To a large extent, I think that a lot of this is symptomatic of Greyhawk itself. The setting's footprint has always been more meta-contextual (i.e. been more about the history of TSR, Gygax, and D&D) than in-character. While virtually all of the game's most classic adventures have been set there, they told us very little about the setting
as a setting. Sure, we all picked up bits from modules such as
T1-4 The Temple of Elemental Evil and
S4 The Lost Caverns of Tsojcanth, among others, but they always felt like very tiny pieces of a puzzle that wasn't ever really put together.
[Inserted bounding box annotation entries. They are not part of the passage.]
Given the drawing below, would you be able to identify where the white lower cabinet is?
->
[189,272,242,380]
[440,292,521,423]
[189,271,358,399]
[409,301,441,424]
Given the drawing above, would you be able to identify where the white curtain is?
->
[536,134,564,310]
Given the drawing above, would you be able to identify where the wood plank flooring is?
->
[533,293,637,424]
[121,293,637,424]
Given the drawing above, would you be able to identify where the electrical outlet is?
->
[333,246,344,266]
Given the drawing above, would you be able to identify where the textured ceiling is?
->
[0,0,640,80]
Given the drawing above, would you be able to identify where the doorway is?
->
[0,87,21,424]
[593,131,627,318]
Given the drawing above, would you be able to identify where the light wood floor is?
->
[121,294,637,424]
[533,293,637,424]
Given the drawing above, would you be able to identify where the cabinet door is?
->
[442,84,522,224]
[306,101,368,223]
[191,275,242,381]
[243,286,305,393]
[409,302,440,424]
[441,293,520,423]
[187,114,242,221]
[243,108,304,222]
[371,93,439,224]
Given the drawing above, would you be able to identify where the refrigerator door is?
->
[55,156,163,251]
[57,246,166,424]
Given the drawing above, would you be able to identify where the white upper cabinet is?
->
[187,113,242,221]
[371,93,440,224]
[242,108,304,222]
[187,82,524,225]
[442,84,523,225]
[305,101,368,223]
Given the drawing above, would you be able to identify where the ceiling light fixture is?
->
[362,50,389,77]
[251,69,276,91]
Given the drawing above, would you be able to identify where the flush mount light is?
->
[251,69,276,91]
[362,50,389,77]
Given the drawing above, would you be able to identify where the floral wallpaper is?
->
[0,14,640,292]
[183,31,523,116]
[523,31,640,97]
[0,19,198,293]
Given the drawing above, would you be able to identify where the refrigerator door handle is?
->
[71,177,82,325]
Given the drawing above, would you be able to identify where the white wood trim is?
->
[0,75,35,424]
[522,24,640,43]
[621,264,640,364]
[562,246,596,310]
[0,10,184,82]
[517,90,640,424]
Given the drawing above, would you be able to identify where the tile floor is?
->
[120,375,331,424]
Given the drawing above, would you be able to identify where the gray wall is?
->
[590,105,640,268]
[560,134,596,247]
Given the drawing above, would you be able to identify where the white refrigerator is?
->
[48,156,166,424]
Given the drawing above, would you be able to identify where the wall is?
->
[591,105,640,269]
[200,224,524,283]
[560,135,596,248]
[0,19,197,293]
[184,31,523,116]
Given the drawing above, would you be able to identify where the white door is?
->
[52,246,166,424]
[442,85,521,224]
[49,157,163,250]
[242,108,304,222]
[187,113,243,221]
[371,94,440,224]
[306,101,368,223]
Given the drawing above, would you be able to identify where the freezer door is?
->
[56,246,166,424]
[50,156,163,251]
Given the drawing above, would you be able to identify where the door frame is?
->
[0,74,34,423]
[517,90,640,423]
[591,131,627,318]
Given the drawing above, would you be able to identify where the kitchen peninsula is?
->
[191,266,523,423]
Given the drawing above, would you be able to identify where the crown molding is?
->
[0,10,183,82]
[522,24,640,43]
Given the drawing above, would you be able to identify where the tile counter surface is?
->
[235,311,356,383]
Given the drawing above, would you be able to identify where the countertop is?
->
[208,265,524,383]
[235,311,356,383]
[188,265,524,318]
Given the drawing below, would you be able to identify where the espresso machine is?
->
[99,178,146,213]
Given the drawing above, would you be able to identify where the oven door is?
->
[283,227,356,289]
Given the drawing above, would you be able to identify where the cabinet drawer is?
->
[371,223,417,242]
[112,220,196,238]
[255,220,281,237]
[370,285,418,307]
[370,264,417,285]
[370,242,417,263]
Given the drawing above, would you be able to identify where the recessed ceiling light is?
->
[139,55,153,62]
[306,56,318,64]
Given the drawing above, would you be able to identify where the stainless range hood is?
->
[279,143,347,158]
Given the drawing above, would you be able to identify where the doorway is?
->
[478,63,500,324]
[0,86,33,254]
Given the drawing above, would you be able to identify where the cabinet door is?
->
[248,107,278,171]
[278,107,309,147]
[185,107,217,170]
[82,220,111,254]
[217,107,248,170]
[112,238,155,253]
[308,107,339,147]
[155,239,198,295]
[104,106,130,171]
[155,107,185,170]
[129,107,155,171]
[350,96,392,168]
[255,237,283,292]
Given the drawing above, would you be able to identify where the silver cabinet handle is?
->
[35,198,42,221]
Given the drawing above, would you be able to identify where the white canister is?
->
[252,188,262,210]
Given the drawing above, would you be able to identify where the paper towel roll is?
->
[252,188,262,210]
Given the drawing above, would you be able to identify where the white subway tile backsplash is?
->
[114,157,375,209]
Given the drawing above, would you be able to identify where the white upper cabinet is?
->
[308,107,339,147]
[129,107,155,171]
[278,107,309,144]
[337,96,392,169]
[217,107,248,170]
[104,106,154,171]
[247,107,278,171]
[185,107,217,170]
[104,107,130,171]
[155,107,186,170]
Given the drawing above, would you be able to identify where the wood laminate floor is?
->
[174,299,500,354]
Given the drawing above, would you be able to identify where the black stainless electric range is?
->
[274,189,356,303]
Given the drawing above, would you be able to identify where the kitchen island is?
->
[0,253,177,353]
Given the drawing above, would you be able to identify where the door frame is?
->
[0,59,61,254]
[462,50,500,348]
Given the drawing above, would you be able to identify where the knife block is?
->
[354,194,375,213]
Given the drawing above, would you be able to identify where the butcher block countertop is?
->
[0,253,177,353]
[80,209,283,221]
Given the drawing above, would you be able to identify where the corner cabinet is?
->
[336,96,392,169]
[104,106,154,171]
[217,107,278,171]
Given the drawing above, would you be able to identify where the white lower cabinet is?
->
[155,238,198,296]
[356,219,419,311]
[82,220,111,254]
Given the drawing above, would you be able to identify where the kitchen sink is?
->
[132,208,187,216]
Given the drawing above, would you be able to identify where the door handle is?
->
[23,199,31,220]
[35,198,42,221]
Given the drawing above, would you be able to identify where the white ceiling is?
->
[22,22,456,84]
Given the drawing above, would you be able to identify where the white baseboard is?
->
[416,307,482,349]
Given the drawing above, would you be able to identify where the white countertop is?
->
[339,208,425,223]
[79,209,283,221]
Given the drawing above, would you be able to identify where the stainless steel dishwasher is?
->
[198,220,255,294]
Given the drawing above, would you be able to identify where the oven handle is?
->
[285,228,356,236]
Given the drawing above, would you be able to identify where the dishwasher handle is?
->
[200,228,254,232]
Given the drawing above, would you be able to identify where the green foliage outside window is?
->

And that was much truer at the beginning of the 90s than it is today. Sure, the
World of Greyhawk had been released twice (once as a folio, then as a boxed set) in the early 80s, and AD&D 2E saw the fairly quick release of
Greyhawk Adventures (which was sort of a hybrid 1E/2E book),
The City of Greyhawk,
Greyhawk Wars, and
From the Ashes (the latter of which would kick off Carl Sargent's run of the setting, which today remains my favorite take on it)...but while each of these fleshed out the setting more, it all seemed to come too late and detail too little. The
Flanaess is a single sub-continent where all the action happens; it's like presenting a "World of Earth" setting that's stubbornly focused on India; at some point, the single sub-continent starts to feel provincial.
To be fair, 3E tried to fix that with its
Chainmail skirmish game (no relation to Gygax's fantasy rulebook of the same name from a few decades prior) in the early days of 3E, but by then it was already too late.
All of which is to say that MC5
does manage to encapsulate the spirit of Greyhawk, but does so in a way that highlights the setting's deficiencies more than its strengths. In a way, this book is the perfect microcosm of the tragedy of Greyhawk, in that it has several highlights which ultimately aren't enough to carry it to lasting glory. Shadow dragons and swordwraiths can't stand up to page after page of bookas, grungs, needlemen, and yet more giant versions of normal creatures: iguanas, turtles, crows, dragonflies, etc. It all just-
...wait, this is the product that gave us AD&D 2E stats for the grippli? Quite possibly the cutest little monster in all of D&D?
Oh my gosh, he's so adorable! Look at him with that tiny little sword and his "grr, I'm fierce!" expression! Even his name sounds like something Mister Rogers came up with!
Forget what I said before: MC5 is indispensible to your AD&D 2E game.